Sept 29th, 2007

London

A leisurely start to the day was essential. The overnight flight from Moshi, to Dar es Salaam, to Amsterdam, and finally London, combined with a weary day and late night movie combined for a definite “sleep in”.

London is like an old pair of shoes that waits, hidden, in the back of your closet. Ten years ago you loved them, so still hang on, and when you actually put them on they are familiar but still a little overstretched. The previous attraction lingers and keeps me from crossing London completely off of a European trip, but the luster has long gone.

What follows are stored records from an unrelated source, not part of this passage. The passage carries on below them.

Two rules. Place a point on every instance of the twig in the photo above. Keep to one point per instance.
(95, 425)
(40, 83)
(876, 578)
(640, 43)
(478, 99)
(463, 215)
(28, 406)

The streets are packed like any other major international center and that seems to exacerbate the weakness of the USD by inflating prices well beyond ordinary to absurd.



My mission for the day is to find the Apple Store on Regent Street. This is quite a stroll from King’s Cross and the crowding is exceptional here. The good news is that the Apple Store is easily found after wading through the human currents to cross the street.

The issue with my Macbook is that the keyboard deck has cracked. With two days left on the annual warranty, I decide to bite the bullet and invest the $250 for another two years of “bumper to bumper” coverage. The estimate for a post warranty deck replacement was over $300, so I took the $50 discount and two year bonus warranty.

The Apple store was an absolute zoo! With the release of the new “Touch Ipod” the store was flooded with buyers and gawkers.



The staff were swamped, but I did manage to catch the saving eye of one of the floor representatives who handed me off to a Mac Genius. Rob just happened to be an American, from Texas, who took great pity on my predicament of needing a fix from the only Apple store accessible in Europe and a flight booked for Monday morning.



He promised a “same day” fix if I could bring in my computer by 5:00pm. The race was now “on”. I left the store, jumped in the tube back to King’s Cross, ...



(I looked but couldn't find the platform to "Hogwarts" in the station.)


... grabbed my computer and raced back to the store to find no Rob in sight.



A half hour wait in line discovered that he was off to lunch, so another slightly less enthusiastic Mac Genius pitched in and asked me to return in an hour. One hour! Amazing!

(The domed building is the Apple Store.)


Aside from the shear size of this Apple store, it is easily the best store I’ve ever seen. There is even a theatre on the second floor where instructors give free tutorials on every piece of software in the ilife product bundle. It was fascinating to just sit and watch as about fifty other owners practiced with the instruction in real time.



Incredibly, the keyboard and deck replacement took only 45 minutes. My machine looked like new, reinforcing the investment decision.



With an hour to kill before meeting Fiona, I headed to Borders to pick up “How to Talk to a Widower” by Jonathan Tropper.

(Walking down the street was "kind of" like being at home, just turn right after the Gap and Baby Gap stores.)


The title doesn’t hint to a book with comic fringes but it was well recommended, so I picked it up for read along the way. Reading a couple of chapters at Piccadilly Circus, waiting for Fiona’s train to arrive, this book captured me almost immediately. It was one of those time paradox moments where, lost in the book, everything else blurred into peripheral shapes in motion while my focus was still and focused.

Dinner was an incredible vegetarian experience. Somehow, in the cramped London environment it didn’t’ seem appropriate to take pictures. But, on a related but different point, eating after leaving Africa seems to be a common ailment among western travelers. The appetite just isn’t there as the gastric flora changes. (Nothing is really unpleasant, just an appetite malaise, as the microbe forces fight for supremacy or eventually decide to just “play nice”.)